Une branche piquante entre les mains, je lève la tête pour le regarder :
- Quoi ?
- Tu as sûrement mieux à faire de ta journée.
- Pas vraiment, avoué-je en haussant les épaules.
Je jette ma branche numéro 9 avec les autres et m'étonne du fait que pour une fois, j'ai envie de rester avec un véritable être humain plutôt que de rejoindre le monde imaginaire.
- Mais toi, si tu veux, tu es libre de partir, dis-je à contre-coeur.
- Il n'y vraiment aucun autre endroit où je voudrais être, me sourit-il en se rapprochant.
Un violent frisson me parcourt l'échine lorsque nos doigts se touchent alors que nous attrapions la même branche.

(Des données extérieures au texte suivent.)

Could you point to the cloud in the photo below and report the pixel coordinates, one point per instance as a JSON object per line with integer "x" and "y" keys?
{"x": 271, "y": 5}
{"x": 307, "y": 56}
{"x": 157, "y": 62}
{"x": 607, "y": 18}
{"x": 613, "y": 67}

Il me la tend et je lui souris avant de la superposer aux autres. Un simple contact et me voilà propulser dans le plus dingue des romans que j'ai jamais lu.
- Alors tu... tu n'as pas de projets pour le soir du Réveillon ?, tenté-je maladroitement.
- Aucun, et toi ?
- En fait, j'essaie d'échapper à ma famille, dis-je très sérieuse mais avec une voix de conspiratrice.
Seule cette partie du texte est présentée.